私がカウンセリングを受けた期間を振り返って思うことは、
人生とは本当に予測できないことの連続であり、
自分でも(こんな事があっていいものか)と、
人知を超えた何かしらを感じずにはいられない経験をした。
【禍福は糾える縄の如し】
本当に、昔の賢人は良く言ったものである。
「このまま減り続けたら無菌室に入らなければならなくなる」
こう主治医から、本気か冗談かわからないことを言われた私の白血球数は、
薬の服用を止めたにも関わらず正常値に戻ることはないままであった。
しかし、私の免疫力は私の言った通り自力で頑張っていた。
こうして、解き放たれた私の心と体は、みるみるうちに元気を取り戻していったのだった。

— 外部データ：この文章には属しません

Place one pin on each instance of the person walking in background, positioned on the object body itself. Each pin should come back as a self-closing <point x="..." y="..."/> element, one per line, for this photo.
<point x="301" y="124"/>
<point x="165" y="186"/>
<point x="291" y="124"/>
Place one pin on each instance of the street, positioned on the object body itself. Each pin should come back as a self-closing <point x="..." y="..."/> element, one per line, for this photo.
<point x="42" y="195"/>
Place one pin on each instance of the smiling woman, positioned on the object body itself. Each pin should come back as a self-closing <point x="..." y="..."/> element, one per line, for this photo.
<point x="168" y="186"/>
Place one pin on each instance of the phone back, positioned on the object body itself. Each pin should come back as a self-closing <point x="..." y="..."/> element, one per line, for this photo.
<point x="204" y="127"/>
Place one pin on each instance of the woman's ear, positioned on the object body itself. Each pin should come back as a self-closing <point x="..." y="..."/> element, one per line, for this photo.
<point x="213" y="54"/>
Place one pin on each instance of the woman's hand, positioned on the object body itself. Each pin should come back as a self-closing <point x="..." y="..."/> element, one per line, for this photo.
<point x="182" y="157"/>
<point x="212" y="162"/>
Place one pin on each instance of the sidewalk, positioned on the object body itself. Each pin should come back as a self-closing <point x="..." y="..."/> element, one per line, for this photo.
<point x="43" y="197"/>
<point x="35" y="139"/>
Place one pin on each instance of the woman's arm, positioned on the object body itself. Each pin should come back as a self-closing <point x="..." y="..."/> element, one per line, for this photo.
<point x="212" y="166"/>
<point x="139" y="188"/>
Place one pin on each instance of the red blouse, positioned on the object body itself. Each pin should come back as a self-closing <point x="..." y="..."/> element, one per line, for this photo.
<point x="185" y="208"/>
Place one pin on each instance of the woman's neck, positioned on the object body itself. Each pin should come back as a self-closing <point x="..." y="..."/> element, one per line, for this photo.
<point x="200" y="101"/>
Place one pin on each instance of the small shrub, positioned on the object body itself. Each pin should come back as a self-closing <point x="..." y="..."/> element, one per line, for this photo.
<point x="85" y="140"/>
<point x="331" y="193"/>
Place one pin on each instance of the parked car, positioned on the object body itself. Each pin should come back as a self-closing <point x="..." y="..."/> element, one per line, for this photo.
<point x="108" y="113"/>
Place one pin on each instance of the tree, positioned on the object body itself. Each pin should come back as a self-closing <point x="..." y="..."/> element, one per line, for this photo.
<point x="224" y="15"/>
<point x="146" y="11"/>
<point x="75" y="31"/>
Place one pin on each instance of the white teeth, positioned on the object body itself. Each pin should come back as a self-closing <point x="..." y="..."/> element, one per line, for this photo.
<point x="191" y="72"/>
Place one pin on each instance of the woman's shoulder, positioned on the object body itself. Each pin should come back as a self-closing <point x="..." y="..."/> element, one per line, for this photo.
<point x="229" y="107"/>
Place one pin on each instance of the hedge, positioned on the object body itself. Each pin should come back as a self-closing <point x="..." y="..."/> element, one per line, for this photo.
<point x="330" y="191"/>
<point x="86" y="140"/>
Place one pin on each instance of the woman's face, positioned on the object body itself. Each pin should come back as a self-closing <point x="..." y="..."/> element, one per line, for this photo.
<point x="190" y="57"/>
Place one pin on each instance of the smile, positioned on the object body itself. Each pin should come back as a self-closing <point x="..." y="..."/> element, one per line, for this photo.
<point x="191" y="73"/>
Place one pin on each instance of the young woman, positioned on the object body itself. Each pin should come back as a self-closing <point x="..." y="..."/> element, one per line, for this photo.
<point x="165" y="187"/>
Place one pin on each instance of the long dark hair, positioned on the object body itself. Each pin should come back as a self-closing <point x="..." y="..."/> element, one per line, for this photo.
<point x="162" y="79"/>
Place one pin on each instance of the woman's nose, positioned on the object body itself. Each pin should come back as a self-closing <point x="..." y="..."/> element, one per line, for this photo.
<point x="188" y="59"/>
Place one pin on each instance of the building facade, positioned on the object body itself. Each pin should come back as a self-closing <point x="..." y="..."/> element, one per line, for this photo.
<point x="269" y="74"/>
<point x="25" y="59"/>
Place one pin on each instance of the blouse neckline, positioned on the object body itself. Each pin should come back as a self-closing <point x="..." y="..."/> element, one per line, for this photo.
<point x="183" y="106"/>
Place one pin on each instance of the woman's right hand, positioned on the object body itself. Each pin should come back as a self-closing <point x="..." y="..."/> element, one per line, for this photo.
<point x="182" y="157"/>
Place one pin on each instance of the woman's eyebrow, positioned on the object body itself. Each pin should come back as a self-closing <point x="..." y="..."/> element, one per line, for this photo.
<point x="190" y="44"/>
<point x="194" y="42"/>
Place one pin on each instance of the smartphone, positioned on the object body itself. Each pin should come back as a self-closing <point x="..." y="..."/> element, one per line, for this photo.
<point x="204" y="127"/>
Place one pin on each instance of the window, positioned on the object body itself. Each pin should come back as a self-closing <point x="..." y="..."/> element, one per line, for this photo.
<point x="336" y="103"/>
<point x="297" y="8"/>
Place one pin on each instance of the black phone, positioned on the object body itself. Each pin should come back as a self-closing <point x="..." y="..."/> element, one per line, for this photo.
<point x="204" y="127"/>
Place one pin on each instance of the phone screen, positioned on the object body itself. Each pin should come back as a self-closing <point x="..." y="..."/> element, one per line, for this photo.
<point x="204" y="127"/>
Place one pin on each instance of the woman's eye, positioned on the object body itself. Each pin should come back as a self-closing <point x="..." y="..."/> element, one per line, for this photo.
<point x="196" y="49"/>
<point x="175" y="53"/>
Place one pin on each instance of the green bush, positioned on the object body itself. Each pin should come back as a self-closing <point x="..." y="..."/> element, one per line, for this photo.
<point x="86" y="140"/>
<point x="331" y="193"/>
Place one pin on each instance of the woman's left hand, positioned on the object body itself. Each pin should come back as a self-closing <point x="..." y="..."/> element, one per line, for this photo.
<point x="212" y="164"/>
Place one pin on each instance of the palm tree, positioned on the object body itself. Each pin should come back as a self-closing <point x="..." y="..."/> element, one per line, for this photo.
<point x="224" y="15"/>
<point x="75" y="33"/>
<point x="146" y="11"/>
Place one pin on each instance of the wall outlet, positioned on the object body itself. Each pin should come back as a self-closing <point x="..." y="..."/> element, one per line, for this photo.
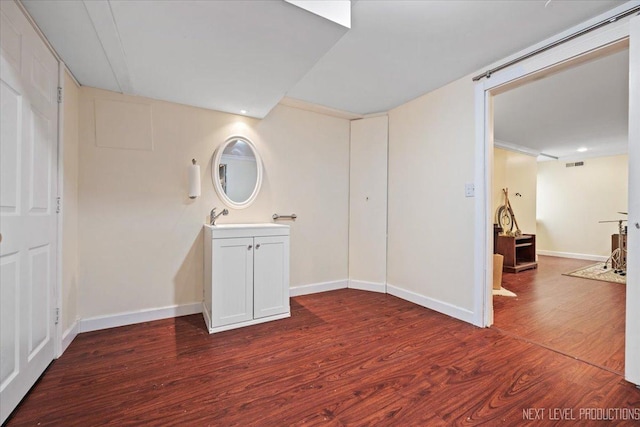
<point x="469" y="190"/>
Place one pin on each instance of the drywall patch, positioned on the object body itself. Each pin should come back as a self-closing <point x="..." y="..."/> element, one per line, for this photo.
<point x="123" y="125"/>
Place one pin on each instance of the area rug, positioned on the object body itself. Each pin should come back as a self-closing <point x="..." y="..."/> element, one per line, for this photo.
<point x="597" y="272"/>
<point x="504" y="292"/>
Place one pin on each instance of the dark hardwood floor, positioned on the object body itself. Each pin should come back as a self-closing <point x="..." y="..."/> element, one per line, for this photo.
<point x="345" y="357"/>
<point x="582" y="318"/>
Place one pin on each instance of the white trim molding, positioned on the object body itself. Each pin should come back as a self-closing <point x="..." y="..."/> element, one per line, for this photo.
<point x="368" y="286"/>
<point x="140" y="316"/>
<point x="432" y="304"/>
<point x="573" y="255"/>
<point x="315" y="288"/>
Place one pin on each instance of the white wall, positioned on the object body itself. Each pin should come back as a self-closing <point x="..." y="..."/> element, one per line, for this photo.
<point x="572" y="201"/>
<point x="141" y="240"/>
<point x="431" y="222"/>
<point x="368" y="204"/>
<point x="516" y="172"/>
<point x="70" y="204"/>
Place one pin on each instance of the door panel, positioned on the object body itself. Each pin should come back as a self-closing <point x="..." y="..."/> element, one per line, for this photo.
<point x="271" y="278"/>
<point x="29" y="118"/>
<point x="11" y="104"/>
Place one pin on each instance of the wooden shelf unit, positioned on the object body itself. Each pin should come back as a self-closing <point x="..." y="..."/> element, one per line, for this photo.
<point x="519" y="252"/>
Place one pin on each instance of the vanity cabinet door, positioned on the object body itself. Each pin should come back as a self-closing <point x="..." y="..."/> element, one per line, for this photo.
<point x="271" y="278"/>
<point x="232" y="281"/>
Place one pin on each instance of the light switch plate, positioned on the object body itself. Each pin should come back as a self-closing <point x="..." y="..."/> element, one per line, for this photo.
<point x="469" y="190"/>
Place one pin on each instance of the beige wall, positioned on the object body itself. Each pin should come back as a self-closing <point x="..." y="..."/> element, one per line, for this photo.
<point x="70" y="204"/>
<point x="431" y="222"/>
<point x="368" y="202"/>
<point x="572" y="200"/>
<point x="517" y="172"/>
<point x="141" y="240"/>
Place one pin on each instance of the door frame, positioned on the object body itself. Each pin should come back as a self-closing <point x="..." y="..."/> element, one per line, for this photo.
<point x="615" y="36"/>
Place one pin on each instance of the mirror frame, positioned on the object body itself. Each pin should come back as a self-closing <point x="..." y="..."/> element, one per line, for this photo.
<point x="216" y="178"/>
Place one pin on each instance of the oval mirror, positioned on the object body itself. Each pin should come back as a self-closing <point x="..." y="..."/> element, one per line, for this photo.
<point x="236" y="171"/>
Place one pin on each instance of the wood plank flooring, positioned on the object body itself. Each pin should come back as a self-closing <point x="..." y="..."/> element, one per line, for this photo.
<point x="579" y="317"/>
<point x="345" y="357"/>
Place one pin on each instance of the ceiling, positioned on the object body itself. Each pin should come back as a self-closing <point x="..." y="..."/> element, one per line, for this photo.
<point x="582" y="107"/>
<point x="247" y="55"/>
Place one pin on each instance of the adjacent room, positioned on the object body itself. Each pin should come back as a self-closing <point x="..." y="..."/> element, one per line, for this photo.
<point x="561" y="151"/>
<point x="281" y="212"/>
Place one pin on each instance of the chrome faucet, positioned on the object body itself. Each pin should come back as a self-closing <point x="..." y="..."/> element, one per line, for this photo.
<point x="214" y="216"/>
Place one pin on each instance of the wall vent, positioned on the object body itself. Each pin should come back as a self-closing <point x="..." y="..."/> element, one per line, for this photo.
<point x="570" y="165"/>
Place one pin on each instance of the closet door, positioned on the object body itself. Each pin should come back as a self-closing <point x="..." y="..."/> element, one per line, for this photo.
<point x="271" y="279"/>
<point x="232" y="281"/>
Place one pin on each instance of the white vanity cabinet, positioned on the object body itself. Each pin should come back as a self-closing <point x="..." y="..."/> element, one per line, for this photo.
<point x="246" y="275"/>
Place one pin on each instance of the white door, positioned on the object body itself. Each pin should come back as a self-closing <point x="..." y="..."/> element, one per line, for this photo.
<point x="28" y="151"/>
<point x="232" y="281"/>
<point x="632" y="334"/>
<point x="271" y="278"/>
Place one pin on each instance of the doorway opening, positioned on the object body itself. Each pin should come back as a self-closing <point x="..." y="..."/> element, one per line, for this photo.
<point x="560" y="148"/>
<point x="597" y="47"/>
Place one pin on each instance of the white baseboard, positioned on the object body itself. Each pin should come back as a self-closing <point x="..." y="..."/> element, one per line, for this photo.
<point x="69" y="335"/>
<point x="132" y="317"/>
<point x="314" y="288"/>
<point x="433" y="304"/>
<point x="574" y="256"/>
<point x="368" y="286"/>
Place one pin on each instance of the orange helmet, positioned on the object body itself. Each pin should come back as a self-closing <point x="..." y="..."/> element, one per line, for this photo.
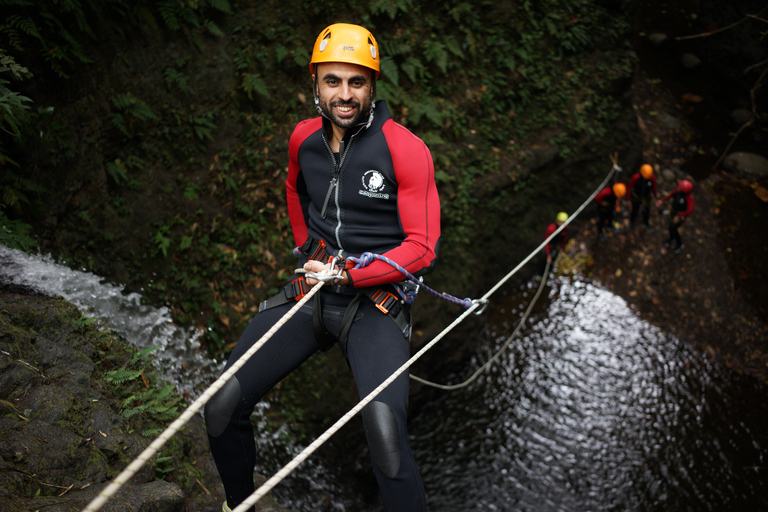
<point x="343" y="42"/>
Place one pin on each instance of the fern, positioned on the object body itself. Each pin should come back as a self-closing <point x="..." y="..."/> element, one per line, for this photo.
<point x="254" y="83"/>
<point x="220" y="5"/>
<point x="122" y="376"/>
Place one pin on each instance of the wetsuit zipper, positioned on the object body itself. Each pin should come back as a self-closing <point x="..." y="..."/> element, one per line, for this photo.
<point x="333" y="187"/>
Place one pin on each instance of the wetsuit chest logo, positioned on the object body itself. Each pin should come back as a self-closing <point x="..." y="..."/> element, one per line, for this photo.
<point x="373" y="185"/>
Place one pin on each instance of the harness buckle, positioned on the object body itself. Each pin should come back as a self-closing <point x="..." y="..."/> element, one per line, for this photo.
<point x="299" y="288"/>
<point x="384" y="300"/>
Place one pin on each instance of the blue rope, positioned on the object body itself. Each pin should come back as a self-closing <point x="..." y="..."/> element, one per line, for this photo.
<point x="408" y="296"/>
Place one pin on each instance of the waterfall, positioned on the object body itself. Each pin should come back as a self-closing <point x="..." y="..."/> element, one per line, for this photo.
<point x="179" y="355"/>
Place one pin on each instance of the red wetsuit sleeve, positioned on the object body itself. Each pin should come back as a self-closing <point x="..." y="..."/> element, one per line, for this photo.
<point x="418" y="209"/>
<point x="296" y="198"/>
<point x="674" y="191"/>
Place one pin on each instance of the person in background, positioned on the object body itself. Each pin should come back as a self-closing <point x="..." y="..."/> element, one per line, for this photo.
<point x="607" y="202"/>
<point x="681" y="209"/>
<point x="642" y="185"/>
<point x="357" y="182"/>
<point x="557" y="243"/>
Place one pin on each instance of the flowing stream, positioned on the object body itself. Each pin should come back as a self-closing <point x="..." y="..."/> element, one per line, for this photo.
<point x="589" y="409"/>
<point x="592" y="409"/>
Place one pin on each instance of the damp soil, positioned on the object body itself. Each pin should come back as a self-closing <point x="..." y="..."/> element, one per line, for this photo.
<point x="713" y="294"/>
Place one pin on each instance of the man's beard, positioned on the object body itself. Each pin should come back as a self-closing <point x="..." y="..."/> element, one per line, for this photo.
<point x="362" y="112"/>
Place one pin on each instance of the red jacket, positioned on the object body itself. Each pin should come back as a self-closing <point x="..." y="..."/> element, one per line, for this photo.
<point x="380" y="198"/>
<point x="644" y="186"/>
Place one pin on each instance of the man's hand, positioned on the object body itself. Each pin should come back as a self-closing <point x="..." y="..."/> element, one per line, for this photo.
<point x="319" y="266"/>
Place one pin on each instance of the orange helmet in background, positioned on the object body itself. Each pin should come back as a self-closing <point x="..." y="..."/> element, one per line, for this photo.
<point x="343" y="42"/>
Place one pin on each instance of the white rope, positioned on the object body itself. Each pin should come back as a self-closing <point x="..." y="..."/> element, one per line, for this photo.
<point x="174" y="427"/>
<point x="506" y="344"/>
<point x="304" y="454"/>
<point x="614" y="168"/>
<point x="301" y="457"/>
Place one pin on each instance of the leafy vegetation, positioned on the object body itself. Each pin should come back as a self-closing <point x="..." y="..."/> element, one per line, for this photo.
<point x="178" y="163"/>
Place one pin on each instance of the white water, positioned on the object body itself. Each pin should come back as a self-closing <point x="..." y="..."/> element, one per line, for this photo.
<point x="178" y="356"/>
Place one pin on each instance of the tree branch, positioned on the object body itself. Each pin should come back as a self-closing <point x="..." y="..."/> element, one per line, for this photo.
<point x="707" y="34"/>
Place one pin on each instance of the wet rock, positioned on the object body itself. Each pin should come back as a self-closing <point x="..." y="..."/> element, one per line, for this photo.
<point x="657" y="38"/>
<point x="62" y="437"/>
<point x="670" y="121"/>
<point x="740" y="116"/>
<point x="668" y="175"/>
<point x="690" y="61"/>
<point x="747" y="163"/>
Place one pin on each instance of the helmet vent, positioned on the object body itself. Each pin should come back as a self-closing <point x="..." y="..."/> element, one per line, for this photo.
<point x="324" y="42"/>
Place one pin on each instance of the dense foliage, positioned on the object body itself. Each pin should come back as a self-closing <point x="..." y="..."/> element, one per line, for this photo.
<point x="182" y="111"/>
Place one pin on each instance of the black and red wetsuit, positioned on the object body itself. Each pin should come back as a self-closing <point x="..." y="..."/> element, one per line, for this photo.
<point x="606" y="203"/>
<point x="682" y="207"/>
<point x="377" y="195"/>
<point x="640" y="192"/>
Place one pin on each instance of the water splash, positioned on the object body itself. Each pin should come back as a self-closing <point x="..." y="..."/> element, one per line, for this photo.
<point x="179" y="356"/>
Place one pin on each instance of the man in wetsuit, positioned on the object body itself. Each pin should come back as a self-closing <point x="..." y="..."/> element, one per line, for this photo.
<point x="557" y="243"/>
<point x="682" y="207"/>
<point x="357" y="182"/>
<point x="607" y="201"/>
<point x="642" y="185"/>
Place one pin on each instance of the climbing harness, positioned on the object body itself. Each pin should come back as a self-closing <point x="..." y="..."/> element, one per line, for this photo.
<point x="324" y="277"/>
<point x="193" y="408"/>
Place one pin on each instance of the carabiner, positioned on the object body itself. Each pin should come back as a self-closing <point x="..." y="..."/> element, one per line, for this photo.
<point x="483" y="304"/>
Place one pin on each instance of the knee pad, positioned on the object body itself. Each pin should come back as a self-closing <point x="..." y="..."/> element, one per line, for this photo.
<point x="383" y="437"/>
<point x="218" y="411"/>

父との関係も、別居した当初は些細な事で呼びつけられていたが、それも時が経つほどに回数が減っていった。
また、私は自分の部屋の合鍵を父に渡すことをしなかった。
ある時、父に
『私と住んでいた頃はどうだった?』と訊いたことがあり、
『おまえが居れば便利だった』と正直に言われたのには、
『やっぱりね』
と呆れはしたが、不思議と腹は立たなくなっていた。
義理の叔母が言った
「一人で暮らさなければ私は死んでしまう」
「自分が幸せでなければ父に優しくなれない」
を私はこうして実感していった。